Did you know that more adults are chronic procrastinators than suffer from depression, phobia, panic attacks and alcoholism? Procrastination is rampant and not just something to joke about, according to Joseph Ferrari, a psychology professor and author of the book “Still Procrastinating? The No Regret Guide to Getting It Done.”
“We try to trivialize this tendency, but it’s not a funny topic,” Ferrari said to The Washington Post.
Ferrari’s research shows that procrastination affects every age, race, gender and creed. He says that there are many reasons for it such as low self-esteem and mood regulation. If you’re in a foul mood, you’re less likely to tackle a challenge. Other researchers say that even though procrastination is pervasive, it is irrational.

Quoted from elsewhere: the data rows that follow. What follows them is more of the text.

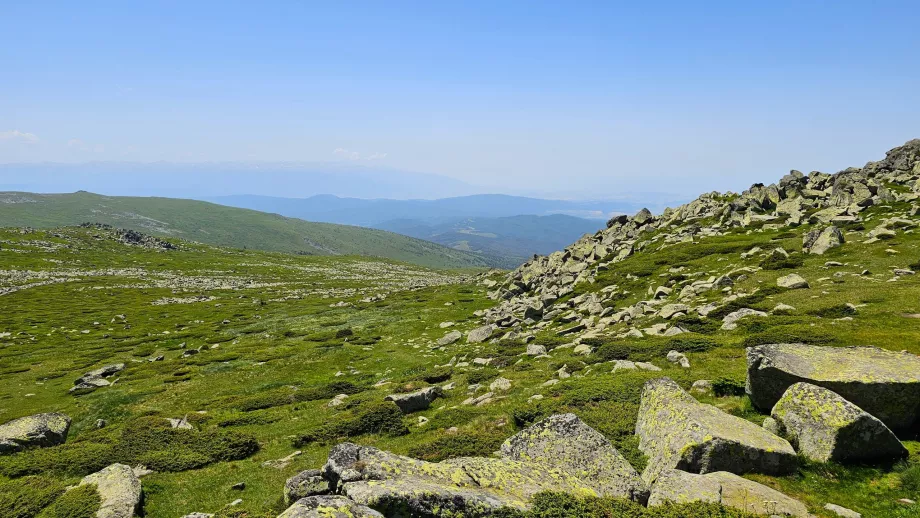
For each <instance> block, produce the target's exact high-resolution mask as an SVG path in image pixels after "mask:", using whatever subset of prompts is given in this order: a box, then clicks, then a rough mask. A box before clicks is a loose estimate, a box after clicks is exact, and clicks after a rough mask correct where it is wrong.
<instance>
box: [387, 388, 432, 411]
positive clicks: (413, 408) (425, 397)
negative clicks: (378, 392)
mask: <svg viewBox="0 0 920 518" xmlns="http://www.w3.org/2000/svg"><path fill="white" fill-rule="evenodd" d="M440 395H441V389H440V388H439V387H425V388H423V389H421V390H417V391H415V392H410V393H408V394H390V395H389V396H387V397H385V398H384V400H385V401H392V402H394V403H396V406H398V407H399V409H400V410H402V411H403V413H405V414H410V413H412V412H418V411H419V410H425V409H426V408H428V406H429V405H431V402H432V401H434V400H435V399H436V398H437V397H438V396H440Z"/></svg>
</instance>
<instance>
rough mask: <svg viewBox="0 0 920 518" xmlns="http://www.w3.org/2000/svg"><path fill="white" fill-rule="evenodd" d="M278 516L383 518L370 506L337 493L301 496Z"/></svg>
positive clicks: (305, 517) (300, 517)
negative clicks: (339, 495)
mask: <svg viewBox="0 0 920 518" xmlns="http://www.w3.org/2000/svg"><path fill="white" fill-rule="evenodd" d="M278 518H383V515H382V514H380V513H378V512H377V511H375V510H373V509H371V508H370V507H367V506H364V505H361V504H358V503H356V502H355V501H354V500H351V499H350V498H346V497H344V496H338V495H325V496H309V497H306V498H301V499H300V500H298V501H297V502H295V503H294V505H292V506H291V507H288V508H287V510H286V511H284V512H283V513H281V514H279V515H278Z"/></svg>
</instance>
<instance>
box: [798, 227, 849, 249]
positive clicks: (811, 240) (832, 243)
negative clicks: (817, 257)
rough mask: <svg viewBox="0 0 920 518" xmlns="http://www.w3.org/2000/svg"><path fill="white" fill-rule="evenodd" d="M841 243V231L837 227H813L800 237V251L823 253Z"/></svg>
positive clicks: (841, 234)
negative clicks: (800, 246)
mask: <svg viewBox="0 0 920 518" xmlns="http://www.w3.org/2000/svg"><path fill="white" fill-rule="evenodd" d="M843 243H844V239H843V233H842V232H840V229H838V228H837V227H833V226H831V227H827V228H825V229H815V230H812V231H811V232H808V233H807V234H805V236H804V237H803V238H802V251H803V252H805V253H806V254H817V255H823V254H824V252H827V251H828V250H830V249H831V248H835V247H838V246H840V245H842V244H843Z"/></svg>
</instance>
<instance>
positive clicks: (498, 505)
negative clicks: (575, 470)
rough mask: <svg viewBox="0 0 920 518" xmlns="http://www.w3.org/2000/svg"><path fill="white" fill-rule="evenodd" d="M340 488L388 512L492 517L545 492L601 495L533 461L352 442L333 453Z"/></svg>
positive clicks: (357, 498) (516, 507)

“Why would somebody put something off to the last minute, and then they’re stressed out of their mind, and they end up doing a poor job or less than an optimal job on it? And then they feel bad about it afterward, and it may even have implications for other people,” said Fuschia Sirois, a professor of psychology at the University of Sheffield in England.
Procrastination can be a real detriment, not just to productivity, but to emotional wellbeing. It can lead to increased levels of anxiety, stress, depression, sleep deprivation and other health problems. So maybe it’s time to stop teasing yourself and others about this as a trivial bad habit?